La planification démocratique de la jeune CFDT vise à empêcher que ne triomphe une « société de consommation » aliénée, une société de consommateurs individuels.
Pourquoi ? Parce qu’elle permettrait de maintenir la « consommation collective (éducation, santé, logement, culture, etc. ».
Cette thèse part du principe d’anticiper ce qui va arriver. Le groupe Reconstruction se focalise depuis le départ sur les États-Unis et à sa suite, la CFDT considère que les États-Unis forment le modèle, avec un regard toujours plus critique toutefois.
Elle affirme donc que la France va connaître une urbanisation croissante, que l’on va vivre plus longtemps, que le progrès technique va connaître une dimension inconnue jusqu’à présent (par l’énergie atomique, l’automation, l’énergie sans fil…). Il y a un grand suivi des bouleversements techniques.
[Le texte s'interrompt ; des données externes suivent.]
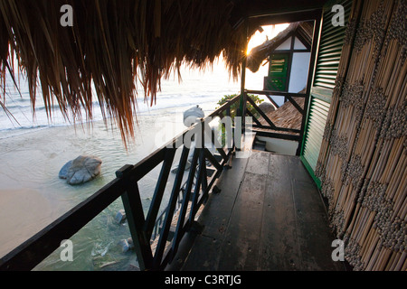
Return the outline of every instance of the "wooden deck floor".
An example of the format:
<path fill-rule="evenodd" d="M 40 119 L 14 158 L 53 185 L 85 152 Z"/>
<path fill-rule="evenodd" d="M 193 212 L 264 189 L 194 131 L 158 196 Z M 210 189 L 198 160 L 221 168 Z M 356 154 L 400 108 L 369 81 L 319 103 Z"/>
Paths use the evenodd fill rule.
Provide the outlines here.
<path fill-rule="evenodd" d="M 181 270 L 344 270 L 322 200 L 298 157 L 234 159 L 199 219 Z"/>

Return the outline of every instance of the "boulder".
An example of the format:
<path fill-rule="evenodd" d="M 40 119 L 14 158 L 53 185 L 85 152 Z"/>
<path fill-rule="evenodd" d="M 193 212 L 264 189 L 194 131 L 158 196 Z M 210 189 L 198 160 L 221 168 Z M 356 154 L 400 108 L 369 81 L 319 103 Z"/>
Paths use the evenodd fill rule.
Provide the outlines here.
<path fill-rule="evenodd" d="M 191 107 L 184 112 L 184 125 L 186 127 L 192 126 L 198 122 L 200 118 L 204 117 L 205 114 L 199 106 Z"/>
<path fill-rule="evenodd" d="M 101 163 L 98 157 L 80 155 L 62 166 L 59 177 L 71 185 L 90 182 L 100 173 Z"/>
<path fill-rule="evenodd" d="M 122 224 L 126 220 L 126 211 L 124 210 L 119 210 L 116 214 L 115 220 L 118 224 Z"/>
<path fill-rule="evenodd" d="M 134 248 L 133 239 L 131 238 L 119 240 L 118 245 L 121 247 L 122 253 L 126 253 Z"/>
<path fill-rule="evenodd" d="M 274 106 L 271 103 L 265 101 L 261 102 L 259 105 L 259 108 L 260 108 L 266 115 L 270 113 L 271 111 L 276 110 L 276 107 L 274 107 Z"/>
En même temps, la CFDT comprend que cela implique une déqualification des travailleurs en raison de l’évolution si rapide, et des conditions de travail marqué par l’ennui, la perte du sens de travailler, même si la situation permet un confort matériel plus marqué.
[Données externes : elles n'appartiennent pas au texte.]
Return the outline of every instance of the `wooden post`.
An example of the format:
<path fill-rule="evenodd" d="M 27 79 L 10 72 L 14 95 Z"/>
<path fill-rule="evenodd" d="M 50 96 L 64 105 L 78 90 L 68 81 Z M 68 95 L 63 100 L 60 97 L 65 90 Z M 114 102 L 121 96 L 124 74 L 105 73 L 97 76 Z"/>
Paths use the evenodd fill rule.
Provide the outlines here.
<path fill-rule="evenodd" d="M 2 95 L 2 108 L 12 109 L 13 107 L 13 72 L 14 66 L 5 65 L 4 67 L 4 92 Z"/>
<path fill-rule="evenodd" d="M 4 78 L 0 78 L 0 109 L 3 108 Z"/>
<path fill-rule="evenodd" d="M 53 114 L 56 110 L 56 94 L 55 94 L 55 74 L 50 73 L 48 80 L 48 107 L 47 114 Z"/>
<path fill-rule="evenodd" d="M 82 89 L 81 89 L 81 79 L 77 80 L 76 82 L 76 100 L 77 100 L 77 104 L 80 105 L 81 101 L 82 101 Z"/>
Il y a à la fois un regard réaliste, matérialiste, permis paradoxalement par une ancienne base catholique romantique critique du capitalisme… et un idéalisme humaniste-existentialiste.
Ici, la CFDT s’appuie notamment de la figure de Jacques Ellul, un philosophe dénonçant le monde moderne et technique sur une base à la fois anarchiste et chrétienne. Les êtres humains seraient totalement conditionnés par les médias, la télévision, le cinéma, les structures du travail, la technique moderne, etc.
André Jeanson, qui sera le dirigeant de la CFDT de 1967 à 1970 (et qui dira ensuite que « la CFDT a été Mai 68 »), résume cette approche de la CFDT en expliquant en 1963 que :
« Malgré les forces contraires, la société industrielle moderne est encore assez fluide pour se laisser arracher aux perspectives d’une civilisation du « gadget » et d’un conformisme déshumanisant ; pour se laisser pousser dans la voie de la démocratie et de l’épanouissement des hommes. »
Autrement dit, comme la CFDT l’expose à sa fondation, il faut critiquer le capitalisme, mais ce qui est appelé « capitalisme » c’est en réalité un non-partage des fruits de la civilisation :
« La société de consommation avec ses normes ambiantes, ses signes de « bonheur moyen », marque la réalité de la vraie pauvreté : un enseignement de classe, l’absence de culture, la pénurie de logements, l’accélération des cadences de travail, la longueur des horaires aggravée par la durée des trajets, l’angoisse en face d’un avenir professionnel incertain devant l’accélération du développement des techniques, l’oppression dans la vie du travail, l’exploitation quotidienne, autant de réalités qui constituent une forme moderne d’exploitation, c’est-à-dire subir sans jamais décider.
Une société restera foncièrement injuste tant que la valeur d’un homme sera considérée en fonction d’un modèle social de consommation et non en fonction de sa seule qualité d’homme. »
Cette critique de la société de consommation va prendre un tournant radical à la suite de Mai 1968.